In your description of the distributions, did you use words like bell-shaped or normal? It’s tempting to say so when faced with a unimodal symmetric distribution.
To see how accurate that description is, you can plot a normal distribution curve on top of a histogram to see how closely the data follow a normal distribution. This normal curve should have the same mean and standard deviation as the data.
In Rguroo, this can be done by clicking and, in the Smoothing
section, checking the Normal
box. The screenshot below shows this for the fastfood dataset. In the Plot by Group section, we have selected the factor variable restaurant, so we will get one histogram for each level of the factor restaurant that is not dropped in the Factor Level Editor. Finally, in the smoothing section, we have selected the Normal
checkbox to superimpose a normal curve on top of each of the histograms.

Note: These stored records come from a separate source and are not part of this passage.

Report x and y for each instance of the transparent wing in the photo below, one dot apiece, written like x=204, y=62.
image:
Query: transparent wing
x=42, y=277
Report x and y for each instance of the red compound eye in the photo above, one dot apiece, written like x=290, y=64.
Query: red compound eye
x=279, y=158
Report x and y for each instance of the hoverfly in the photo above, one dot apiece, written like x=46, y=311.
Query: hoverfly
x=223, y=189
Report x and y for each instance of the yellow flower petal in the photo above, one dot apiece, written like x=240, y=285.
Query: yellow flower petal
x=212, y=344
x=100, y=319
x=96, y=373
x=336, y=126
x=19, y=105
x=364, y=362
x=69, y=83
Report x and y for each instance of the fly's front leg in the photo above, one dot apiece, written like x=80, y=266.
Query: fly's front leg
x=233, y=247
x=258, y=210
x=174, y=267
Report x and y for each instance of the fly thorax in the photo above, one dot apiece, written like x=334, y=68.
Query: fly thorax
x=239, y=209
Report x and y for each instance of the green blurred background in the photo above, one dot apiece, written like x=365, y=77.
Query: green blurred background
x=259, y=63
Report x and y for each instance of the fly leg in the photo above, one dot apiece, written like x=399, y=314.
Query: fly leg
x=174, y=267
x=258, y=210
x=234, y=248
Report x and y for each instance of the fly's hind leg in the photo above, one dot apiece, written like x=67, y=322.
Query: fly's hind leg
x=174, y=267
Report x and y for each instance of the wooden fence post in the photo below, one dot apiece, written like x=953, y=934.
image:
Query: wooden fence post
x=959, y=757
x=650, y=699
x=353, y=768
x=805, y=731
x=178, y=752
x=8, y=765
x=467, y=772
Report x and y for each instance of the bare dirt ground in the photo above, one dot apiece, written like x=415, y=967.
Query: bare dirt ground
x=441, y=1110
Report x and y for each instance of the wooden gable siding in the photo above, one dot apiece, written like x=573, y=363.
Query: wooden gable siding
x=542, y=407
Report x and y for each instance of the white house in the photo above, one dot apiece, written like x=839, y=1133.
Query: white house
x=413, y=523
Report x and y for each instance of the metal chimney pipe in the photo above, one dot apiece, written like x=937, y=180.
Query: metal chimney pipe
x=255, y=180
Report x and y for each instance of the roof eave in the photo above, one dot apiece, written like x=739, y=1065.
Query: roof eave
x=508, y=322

Types of Histogram: In the Type
section of the Histogram dialog box, you have three options: Frequency
, Relative Frequency
, and Density
. The Frequency
option displays the raw counts of values of the selected variable in each interval (bin), and therefore the heights of the bars add up to the total number of observations. The Relative Frequency
option displays the proportion of the observations in each bin, and the Density
option rescales the y-axis so that the total area under the bars sums to 1. The area of each bar can be calculated as simply the height times the width of the bar. Frequency and density histograms both display the same shape; they only differ in their y-axis scale.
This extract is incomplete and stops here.